Il popolo curdo, sotto la guida di Abdullah Öcalan, si organizza e si difende da ben 40 anni. Allo stesso modo, le SDF (Syrian Democratic Forces) hanno dichiarato: “Come forze democratiche siriane, siamo determinate a difendere la nostra terra a tutti i costi”. Il popoli presenti nella confederazione della Siria settentrionale e orientale, quello curdo, arabo, turkmeno, armeno, assiro e siriaco, essendo riusciti a sopravvivere ai peggiori tipi di attacchi, sono quindi pronti a difendersi nuovamente. In particolare come donne, abbiamo imparato a difenderci: difendere la nostra terra, difendere il nostro popolo, difendere ciò che siamo. L’eroica lotta delle unità di difesa delle donne YPJ ha nuovamente mostrato a tutte le donne del mondo che l’autodifesa è l’unica garanzia delle donne per una vita in libertà.
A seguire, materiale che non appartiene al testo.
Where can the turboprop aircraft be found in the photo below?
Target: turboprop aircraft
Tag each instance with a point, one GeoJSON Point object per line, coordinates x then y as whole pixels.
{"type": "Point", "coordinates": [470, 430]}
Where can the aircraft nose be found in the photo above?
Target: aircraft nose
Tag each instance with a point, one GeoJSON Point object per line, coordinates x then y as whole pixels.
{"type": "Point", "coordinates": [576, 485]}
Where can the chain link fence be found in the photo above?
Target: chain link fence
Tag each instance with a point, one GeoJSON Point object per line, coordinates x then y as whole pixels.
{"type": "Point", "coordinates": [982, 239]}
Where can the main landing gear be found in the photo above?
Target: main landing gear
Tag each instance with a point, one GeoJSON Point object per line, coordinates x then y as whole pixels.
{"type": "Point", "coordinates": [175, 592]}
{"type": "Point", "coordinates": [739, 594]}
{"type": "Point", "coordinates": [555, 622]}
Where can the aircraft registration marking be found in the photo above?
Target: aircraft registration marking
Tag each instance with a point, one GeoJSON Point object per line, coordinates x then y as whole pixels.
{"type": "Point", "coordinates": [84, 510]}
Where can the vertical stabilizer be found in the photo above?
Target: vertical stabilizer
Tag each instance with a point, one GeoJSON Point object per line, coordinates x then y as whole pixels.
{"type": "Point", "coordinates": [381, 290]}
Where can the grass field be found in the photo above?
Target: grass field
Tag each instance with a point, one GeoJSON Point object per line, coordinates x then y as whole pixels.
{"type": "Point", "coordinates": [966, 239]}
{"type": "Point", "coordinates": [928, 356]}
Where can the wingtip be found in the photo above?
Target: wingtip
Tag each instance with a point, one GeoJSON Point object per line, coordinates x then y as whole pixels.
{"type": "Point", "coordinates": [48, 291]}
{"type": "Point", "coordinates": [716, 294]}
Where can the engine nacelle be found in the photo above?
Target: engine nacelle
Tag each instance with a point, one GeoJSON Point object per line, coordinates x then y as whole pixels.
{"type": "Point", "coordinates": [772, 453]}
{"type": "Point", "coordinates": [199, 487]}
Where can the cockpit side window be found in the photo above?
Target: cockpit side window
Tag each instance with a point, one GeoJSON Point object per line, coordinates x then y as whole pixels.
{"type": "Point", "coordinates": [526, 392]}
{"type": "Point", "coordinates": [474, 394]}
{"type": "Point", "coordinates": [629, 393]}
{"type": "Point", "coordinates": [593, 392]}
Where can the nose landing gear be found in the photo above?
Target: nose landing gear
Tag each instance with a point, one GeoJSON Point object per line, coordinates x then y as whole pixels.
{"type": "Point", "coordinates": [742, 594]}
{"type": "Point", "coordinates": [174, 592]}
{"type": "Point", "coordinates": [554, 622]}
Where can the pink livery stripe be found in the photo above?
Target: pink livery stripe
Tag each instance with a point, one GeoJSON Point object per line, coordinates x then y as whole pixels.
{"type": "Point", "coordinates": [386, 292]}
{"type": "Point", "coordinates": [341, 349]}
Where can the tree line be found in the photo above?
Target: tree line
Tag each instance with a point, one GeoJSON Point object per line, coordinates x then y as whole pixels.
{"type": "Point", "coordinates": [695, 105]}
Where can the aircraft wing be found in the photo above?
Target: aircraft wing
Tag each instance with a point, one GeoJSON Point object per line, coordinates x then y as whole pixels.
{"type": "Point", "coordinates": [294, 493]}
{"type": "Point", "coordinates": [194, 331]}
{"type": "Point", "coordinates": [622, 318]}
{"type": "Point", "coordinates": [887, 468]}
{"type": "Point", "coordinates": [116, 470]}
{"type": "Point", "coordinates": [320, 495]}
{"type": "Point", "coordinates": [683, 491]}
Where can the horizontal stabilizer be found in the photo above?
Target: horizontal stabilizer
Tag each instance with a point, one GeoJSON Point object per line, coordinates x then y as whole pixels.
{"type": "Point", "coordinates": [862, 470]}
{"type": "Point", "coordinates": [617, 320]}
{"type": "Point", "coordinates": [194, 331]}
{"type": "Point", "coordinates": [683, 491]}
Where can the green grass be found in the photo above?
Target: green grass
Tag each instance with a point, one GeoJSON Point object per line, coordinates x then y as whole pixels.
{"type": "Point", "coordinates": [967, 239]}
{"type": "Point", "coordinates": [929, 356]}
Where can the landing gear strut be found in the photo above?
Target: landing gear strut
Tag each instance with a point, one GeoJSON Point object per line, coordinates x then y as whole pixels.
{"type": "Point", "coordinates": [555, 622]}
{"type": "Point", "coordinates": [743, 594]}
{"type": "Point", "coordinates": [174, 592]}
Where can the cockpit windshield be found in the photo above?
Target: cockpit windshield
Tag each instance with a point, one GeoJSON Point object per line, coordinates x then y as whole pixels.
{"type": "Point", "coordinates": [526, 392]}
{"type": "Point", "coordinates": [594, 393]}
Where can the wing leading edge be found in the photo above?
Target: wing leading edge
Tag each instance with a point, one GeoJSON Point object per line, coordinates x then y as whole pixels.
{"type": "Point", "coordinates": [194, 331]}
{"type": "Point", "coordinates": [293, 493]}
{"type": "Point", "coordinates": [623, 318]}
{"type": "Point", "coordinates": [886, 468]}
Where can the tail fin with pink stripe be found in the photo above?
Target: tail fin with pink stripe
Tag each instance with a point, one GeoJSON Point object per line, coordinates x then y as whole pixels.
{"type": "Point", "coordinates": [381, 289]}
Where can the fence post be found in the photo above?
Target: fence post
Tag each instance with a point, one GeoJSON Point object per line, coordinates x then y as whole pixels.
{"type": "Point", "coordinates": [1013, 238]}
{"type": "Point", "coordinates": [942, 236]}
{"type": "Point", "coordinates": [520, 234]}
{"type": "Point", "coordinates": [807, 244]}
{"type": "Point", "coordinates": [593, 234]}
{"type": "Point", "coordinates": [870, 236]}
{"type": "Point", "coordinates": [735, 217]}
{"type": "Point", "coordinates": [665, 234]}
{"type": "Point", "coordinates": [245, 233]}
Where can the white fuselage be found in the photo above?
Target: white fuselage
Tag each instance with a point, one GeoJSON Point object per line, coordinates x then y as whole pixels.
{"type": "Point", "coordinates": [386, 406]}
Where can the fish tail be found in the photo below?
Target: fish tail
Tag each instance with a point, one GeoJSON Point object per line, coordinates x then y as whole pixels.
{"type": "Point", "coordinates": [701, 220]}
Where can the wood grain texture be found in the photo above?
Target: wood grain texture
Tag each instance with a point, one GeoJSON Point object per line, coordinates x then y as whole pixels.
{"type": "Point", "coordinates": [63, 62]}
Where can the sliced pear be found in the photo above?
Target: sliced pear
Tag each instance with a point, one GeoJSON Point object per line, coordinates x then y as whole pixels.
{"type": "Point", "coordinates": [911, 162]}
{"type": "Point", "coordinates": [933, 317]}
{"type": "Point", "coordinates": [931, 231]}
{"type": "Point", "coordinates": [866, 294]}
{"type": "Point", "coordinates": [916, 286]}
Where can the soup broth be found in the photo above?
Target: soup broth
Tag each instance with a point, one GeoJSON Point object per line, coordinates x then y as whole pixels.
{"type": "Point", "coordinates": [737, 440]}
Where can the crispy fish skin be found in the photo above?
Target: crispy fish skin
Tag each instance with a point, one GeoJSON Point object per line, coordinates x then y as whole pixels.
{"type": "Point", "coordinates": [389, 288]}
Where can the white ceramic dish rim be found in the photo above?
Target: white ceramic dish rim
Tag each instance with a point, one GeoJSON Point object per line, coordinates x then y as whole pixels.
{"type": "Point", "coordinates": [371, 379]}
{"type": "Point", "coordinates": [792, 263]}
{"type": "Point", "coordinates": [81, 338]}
Gli Stati restano in silenzio, perché sono consapevoli che ciò che viene costruito nella Siria settentrionale e orientale è un modello alternativo al sistema patriarcale e capitalista che essi rappresentano. Sappiamo che i nostri alleati non sono i governi, gli Stati e i loro eserciti, ma tutte le donne, che insorgono in ogni parte del mondo per rovesciare il patriarcato. Sono nostre alleate le forze che costruiscono un mondo diverso giorno dopo giorno e lavorano per difenderlo.

Tutte le lotte per la giustizia e la liberazione nel mondo risuonano nella rivoluzione della Siria settentrionale e orientale. È quindi alle nostre vere alleate, le forze della libertà, che oggi facciamo appello: siamo insieme in questa lotta.

Scendete in strada e difendete la rivoluzione delle donne della Siria settentrionale e orientale!